Abstract:
Primary cilia are essential cellular antennae that transmit external signals into intracellular responses. These sensory organelles perform crucial tasks in triggering intracellular signaling pathways, including those initiated by G protein-coupled receptors (GPCRs). Given the involvement of GPCRs in serum-induced signaling, we investigated the contribution of ciliary proteins in mitogen perception and cell proliferation. We found that depletion of cilia via IFT88 silencing impaired cell growth and repressed YAP activation against serum and its mitogenic constituents, namely lysophosphatidic acid (LPA) and sphingosine 1-phosphate (S1P). To identify the key player of serum mitogen signaling, a mutant cell line library with 30 ablated individual ciliary proteins was established and screened based on YAP dephosphorylation and target gene induction.
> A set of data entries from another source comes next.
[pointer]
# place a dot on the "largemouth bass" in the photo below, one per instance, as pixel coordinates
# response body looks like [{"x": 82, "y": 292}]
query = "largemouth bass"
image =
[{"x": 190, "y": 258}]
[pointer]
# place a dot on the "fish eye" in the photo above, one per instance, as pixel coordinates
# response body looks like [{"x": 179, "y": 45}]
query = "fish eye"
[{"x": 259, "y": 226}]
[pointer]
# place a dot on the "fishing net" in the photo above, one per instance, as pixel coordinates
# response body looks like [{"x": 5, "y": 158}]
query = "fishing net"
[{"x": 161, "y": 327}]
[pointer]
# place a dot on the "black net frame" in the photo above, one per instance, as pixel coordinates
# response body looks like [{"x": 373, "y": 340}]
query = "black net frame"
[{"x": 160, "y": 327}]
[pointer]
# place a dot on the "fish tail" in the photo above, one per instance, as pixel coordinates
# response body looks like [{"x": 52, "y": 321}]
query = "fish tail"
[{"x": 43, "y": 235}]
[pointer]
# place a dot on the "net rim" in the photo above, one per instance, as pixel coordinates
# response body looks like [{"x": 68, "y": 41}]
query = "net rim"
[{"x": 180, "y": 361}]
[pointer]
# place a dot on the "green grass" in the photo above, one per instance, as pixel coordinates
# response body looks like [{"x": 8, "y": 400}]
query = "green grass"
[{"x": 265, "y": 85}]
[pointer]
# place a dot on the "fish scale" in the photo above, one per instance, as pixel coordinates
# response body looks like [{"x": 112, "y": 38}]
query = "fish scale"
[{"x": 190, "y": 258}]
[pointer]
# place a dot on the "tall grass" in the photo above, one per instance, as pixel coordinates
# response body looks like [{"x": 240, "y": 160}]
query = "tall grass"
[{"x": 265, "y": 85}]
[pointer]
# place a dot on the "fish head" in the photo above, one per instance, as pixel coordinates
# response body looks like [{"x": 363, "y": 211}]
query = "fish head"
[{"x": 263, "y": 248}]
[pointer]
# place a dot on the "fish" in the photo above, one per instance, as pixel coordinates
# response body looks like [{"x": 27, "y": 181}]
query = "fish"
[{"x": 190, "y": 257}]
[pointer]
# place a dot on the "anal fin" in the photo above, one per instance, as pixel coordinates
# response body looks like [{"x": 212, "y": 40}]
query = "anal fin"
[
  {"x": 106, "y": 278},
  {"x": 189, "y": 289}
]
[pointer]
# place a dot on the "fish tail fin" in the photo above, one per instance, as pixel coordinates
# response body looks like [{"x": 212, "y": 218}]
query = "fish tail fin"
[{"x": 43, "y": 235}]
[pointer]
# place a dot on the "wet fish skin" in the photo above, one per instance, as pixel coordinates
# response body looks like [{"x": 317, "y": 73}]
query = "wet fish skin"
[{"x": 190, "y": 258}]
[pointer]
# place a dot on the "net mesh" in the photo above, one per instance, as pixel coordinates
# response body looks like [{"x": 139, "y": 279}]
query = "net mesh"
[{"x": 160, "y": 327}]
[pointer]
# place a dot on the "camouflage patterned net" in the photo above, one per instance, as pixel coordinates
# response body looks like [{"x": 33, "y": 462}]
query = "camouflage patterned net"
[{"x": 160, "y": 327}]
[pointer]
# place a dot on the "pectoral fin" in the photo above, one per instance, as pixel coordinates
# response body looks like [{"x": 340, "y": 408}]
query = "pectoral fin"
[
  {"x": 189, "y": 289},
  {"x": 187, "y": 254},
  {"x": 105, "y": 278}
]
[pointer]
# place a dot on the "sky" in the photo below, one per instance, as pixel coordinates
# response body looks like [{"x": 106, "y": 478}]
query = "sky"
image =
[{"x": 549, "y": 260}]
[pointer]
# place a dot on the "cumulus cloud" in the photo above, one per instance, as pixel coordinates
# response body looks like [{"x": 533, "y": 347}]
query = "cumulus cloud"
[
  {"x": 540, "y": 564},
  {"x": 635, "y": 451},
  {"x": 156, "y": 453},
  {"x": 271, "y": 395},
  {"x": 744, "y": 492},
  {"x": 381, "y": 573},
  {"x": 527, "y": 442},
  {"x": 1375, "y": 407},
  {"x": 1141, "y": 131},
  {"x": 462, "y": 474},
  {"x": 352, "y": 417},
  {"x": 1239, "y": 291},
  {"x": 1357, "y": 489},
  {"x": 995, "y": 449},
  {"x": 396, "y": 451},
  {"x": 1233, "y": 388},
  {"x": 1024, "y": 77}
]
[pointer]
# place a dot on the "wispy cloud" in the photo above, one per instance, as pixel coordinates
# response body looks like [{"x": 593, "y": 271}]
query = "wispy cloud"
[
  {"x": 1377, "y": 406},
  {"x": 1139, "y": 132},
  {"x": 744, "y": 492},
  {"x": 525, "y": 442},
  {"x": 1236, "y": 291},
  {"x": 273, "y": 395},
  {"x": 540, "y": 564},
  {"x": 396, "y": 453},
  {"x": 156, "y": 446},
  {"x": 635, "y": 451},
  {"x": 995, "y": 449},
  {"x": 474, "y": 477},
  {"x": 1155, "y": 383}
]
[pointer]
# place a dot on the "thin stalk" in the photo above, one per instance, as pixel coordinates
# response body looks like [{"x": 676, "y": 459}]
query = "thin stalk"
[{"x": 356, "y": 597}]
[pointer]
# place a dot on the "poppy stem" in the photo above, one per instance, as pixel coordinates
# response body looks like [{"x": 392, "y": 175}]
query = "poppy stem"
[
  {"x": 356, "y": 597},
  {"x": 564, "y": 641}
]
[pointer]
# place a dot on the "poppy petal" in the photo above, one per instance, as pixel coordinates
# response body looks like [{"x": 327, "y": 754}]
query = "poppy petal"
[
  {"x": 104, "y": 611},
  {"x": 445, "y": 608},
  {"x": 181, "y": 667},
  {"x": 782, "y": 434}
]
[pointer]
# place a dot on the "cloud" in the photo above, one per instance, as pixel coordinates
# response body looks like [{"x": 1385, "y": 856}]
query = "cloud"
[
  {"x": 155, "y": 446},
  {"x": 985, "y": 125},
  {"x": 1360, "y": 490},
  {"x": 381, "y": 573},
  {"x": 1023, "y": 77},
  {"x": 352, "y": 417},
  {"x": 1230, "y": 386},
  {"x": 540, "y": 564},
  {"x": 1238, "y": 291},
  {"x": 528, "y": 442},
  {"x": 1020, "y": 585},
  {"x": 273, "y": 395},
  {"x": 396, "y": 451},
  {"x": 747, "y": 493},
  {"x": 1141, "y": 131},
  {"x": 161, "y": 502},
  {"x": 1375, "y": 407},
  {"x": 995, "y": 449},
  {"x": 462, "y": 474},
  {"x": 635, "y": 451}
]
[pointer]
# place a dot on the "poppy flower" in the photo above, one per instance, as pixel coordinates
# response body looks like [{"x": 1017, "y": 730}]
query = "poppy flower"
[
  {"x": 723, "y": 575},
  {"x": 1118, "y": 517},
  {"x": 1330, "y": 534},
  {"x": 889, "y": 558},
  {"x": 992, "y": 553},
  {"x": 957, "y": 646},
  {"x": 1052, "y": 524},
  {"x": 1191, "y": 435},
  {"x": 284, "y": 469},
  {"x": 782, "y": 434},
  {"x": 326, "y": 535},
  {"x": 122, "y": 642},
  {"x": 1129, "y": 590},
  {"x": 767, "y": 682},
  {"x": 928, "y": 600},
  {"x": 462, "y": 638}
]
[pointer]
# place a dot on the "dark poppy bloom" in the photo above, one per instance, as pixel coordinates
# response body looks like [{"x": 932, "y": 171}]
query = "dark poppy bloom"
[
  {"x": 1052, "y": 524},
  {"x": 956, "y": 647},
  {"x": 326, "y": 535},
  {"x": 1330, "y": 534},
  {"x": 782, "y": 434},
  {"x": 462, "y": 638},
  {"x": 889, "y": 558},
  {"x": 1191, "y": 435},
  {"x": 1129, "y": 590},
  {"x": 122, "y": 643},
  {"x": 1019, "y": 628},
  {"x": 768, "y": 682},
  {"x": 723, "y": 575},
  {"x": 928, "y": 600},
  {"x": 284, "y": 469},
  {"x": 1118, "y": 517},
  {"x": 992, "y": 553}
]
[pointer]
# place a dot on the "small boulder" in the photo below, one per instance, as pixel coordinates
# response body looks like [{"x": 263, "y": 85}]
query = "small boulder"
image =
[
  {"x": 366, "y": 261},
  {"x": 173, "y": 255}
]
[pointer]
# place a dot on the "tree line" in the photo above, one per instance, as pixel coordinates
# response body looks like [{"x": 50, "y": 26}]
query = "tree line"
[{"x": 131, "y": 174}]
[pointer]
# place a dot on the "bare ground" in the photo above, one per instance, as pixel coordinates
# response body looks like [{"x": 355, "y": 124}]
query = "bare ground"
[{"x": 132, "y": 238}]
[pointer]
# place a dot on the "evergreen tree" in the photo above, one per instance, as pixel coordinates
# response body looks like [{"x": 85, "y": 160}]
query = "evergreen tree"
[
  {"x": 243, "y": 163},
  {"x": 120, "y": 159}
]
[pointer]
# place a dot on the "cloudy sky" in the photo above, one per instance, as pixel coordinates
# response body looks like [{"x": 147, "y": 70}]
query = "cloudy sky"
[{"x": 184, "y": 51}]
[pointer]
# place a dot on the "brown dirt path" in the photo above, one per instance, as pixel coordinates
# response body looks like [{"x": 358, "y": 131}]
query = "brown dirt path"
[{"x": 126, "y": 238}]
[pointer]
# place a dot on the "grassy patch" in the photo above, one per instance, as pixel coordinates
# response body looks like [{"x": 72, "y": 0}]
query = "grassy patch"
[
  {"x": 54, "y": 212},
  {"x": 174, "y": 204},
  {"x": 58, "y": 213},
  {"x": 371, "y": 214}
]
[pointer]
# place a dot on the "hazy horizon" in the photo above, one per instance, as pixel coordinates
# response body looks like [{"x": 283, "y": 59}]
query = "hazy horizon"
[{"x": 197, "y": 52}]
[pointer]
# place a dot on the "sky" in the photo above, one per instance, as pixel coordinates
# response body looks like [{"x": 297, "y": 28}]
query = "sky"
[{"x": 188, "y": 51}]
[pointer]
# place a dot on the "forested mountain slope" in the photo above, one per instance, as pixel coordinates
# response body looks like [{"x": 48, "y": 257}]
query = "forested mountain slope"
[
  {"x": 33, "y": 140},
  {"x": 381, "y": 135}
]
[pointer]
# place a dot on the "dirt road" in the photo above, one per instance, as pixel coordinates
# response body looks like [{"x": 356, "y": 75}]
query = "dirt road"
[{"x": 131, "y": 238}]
While 9 of them had altered signaling, ablation of IFT38 or IFT144 led to a particularly robust repression of YAP activation upon LPA and S1P. The deficiency of IFT38 and IFT144 attenuated cell proliferation, as corroborated in either 2-dimensional cultures or tumor spheroids. In subcutaneous skin melanoma patients, expression of IFT38 and IFT144 was associated with unfavorable outcomes in overall survival. In conclusion, our study demonstrates the involvement of ciliary proteins in mitogen signaling and identifies the regulatory roles of IFT38 and IFT144 in serum-mediated Hippo pathway signaling and cellular growth.
摘要:
初级纤毛是将外部信号传递到细胞内反应的重要细胞触角。这些感觉器官在触发细胞内信号通路中执行关键任务,包括由G蛋白偶联受体(GPCRs)启动的那些。鉴于GPCRs参与血清诱导的信号传导,我们研究了纤毛蛋白在丝裂原感知和细胞增殖中的作用。我们发现通过IFT88沉默纤毛的消耗会损害细胞生长并抑制YAP对血清及其促有丝分裂成分的激活,即溶血磷脂酸(LPA)和1-磷酸鞘氨醇(S1P)。为了确定血清丝裂原信号的关键参与者,基于YAP去磷酸化和靶基因诱导,建立并筛选了具有30个消融的单个纤毛蛋白的突变细胞系文库。虽然其中9人改变了信号,IFT38或IFT144的消融导致对LPA和S1P的YAP激活的特别强烈的抑制。IFT38和IFT144的缺乏减弱了细胞增殖,在二维培养物或肿瘤球体中得到证实。在皮下皮肤黑色素瘤患者中,IFT38和IFT144的表达与总生存期的不良结局相关.总之,我们的研究表明纤毛蛋白参与丝裂原信号传导,并确定了IFT38和IFT144在血清介导的Hippo途径信号传导和细胞生长中的调节作用.